Production-aligned · Platform-owned · GitOps-managed · AWS-first (cloud-agnostic principles)
This repository implements a platform-owned capacity management layer for Kubernetes clusters using Karpenter, managed entirely via GitOps.
The goal is not to demonstrate autoscaling mechanics, but to formalize ownership boundaries between the platform and application workloads:
- The platform owns capacity, cost, disruption, and risk
- Workloads express intent only (CPU / memory requirements)
This repository is designed as a platform-level component, environment-aware by design, and reusable across environments and clusters via GitOps overlays.
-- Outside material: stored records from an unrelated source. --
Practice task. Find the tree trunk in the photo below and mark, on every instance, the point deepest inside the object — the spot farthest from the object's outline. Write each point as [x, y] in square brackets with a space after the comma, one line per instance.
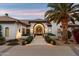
[64, 29]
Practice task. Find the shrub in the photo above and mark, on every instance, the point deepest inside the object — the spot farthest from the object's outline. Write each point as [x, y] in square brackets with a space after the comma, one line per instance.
[13, 42]
[49, 40]
[29, 39]
[2, 40]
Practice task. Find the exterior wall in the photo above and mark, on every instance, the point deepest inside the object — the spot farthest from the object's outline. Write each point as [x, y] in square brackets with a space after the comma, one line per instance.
[12, 30]
[32, 25]
[19, 30]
- Eliminates static node group sizing and manual capacity planning
- Centralizes cost and stability decisions at the platform level
- Prevents application teams from coupling workloads to infrastructure details
- Provides deterministic, reviewable, and auditable scaling behavior
- Karpenter deployment and lifecycle
- NodePool and EC2NodeClass definitions
- Spot vs on-demand capacity strategy
- Consolidation and disruption policies
- Scaling guardrails and blast-radius control
- AWS account bootstrap
- Terraform backend creation
- Business logic inside applications
- CI/CD pipelines
Infrastructure is treated as an explicit external dependency, provisioned and managed separately.
- Define allowed capacity types and constraints
- Control pricing models and risk exposure
- Absorb node-level disruption and consolidation
- Guarantee cluster-level stability
- Own node architecture decisions (e.g. ARM64 vs x86_64)
- Declare CPU and memory requirements
- Remain agnostic of node types and pricing
- Avoid infrastructure-level assumptions
Key principle: workloads express intent; the platform absorbs complexity.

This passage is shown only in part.